Соня ничего не видала, она только что хотела замигать глазами и встать, когда услыхала голос Наташи, сказавшей «непременно»… Ей не хотелось обмануть ни Дуняшу, ни Наташу, и тяжело было сидеть. Она сама не знала, как и вследствие чего у нее вырвался крик, когда она закрыла глаза рукою.
– Его видела? – спросила Наташа, хватая ее за руку.
– Да. Постой… я… видела его, – невольно сказала Соня, еще не зная, кого разумела Наташа под словом его: его – Николая или его – Андрея.

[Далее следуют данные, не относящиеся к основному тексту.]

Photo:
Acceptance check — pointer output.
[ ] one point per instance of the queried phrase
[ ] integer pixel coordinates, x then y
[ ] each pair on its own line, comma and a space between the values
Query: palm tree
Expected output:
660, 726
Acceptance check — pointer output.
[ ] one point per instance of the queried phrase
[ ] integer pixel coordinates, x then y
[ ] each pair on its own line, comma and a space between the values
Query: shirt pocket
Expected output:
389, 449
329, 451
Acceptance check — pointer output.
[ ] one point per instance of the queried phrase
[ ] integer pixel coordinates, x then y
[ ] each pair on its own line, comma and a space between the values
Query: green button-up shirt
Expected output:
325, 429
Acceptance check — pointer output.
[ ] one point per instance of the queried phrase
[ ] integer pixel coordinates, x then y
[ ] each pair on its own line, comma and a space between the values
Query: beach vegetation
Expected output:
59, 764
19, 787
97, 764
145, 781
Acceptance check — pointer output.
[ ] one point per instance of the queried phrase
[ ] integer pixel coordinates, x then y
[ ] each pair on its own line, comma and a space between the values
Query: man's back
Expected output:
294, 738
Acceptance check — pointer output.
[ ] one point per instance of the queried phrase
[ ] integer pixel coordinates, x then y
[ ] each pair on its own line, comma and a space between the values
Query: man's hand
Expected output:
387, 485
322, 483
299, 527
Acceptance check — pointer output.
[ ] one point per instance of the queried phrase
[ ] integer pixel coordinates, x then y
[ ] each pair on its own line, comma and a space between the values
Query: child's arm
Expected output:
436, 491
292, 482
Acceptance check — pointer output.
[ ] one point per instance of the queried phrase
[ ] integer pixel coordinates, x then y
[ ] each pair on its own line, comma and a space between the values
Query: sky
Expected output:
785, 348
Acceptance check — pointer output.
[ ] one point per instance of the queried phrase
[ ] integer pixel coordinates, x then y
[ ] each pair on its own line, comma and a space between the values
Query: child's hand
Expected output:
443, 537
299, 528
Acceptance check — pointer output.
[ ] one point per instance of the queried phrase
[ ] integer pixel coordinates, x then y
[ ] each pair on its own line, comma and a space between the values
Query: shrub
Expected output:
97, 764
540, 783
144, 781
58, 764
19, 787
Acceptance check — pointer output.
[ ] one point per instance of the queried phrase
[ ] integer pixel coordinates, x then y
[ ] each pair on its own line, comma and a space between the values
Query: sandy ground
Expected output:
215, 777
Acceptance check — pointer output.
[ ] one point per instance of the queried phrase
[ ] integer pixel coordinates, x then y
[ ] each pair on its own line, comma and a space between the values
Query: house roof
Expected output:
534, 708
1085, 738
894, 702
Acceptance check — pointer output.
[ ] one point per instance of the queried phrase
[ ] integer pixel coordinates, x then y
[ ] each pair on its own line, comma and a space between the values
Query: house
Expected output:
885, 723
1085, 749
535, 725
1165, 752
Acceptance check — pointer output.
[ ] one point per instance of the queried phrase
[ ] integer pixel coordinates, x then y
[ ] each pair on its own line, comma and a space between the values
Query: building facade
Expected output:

«Но отчего же мне не сказать, что я видела? Ведь видят же другие! И кто же может уличить меня в том, что я видела или не видала?» мелькнуло в голове Сони.
– Да, я его видела, – сказала она.
– Как же? Как же? Стоит или лежит?
– Нет, я видела… То ничего не было, вдруг вижу, что он лежит.
– Андрей лежит? Он болен? – испуганно остановившимися глазами глядя на подругу, спрашивала Наташа.
– Нет, напротив, – напротив, веселое лицо, и он обернулся ко мне, – и в ту минуту как она говорила, ей самой казалось, что она видела то, что говорила.
– Ну а потом, Соня?…
– Тут я не рассмотрела, что то синее и красное…
– Соня! когда он вернется? Когда я увижу его! Боже мой, как я боюсь за него и за себя, и за всё мне страшно… – заговорила Наташа, и не отвечая ни слова на утешения Сони, легла в постель и долго после того, как потушили свечу, с открытыми глазами, неподвижно лежала на постели и смотрела на морозный, лунный свет сквозь замерзшие окна.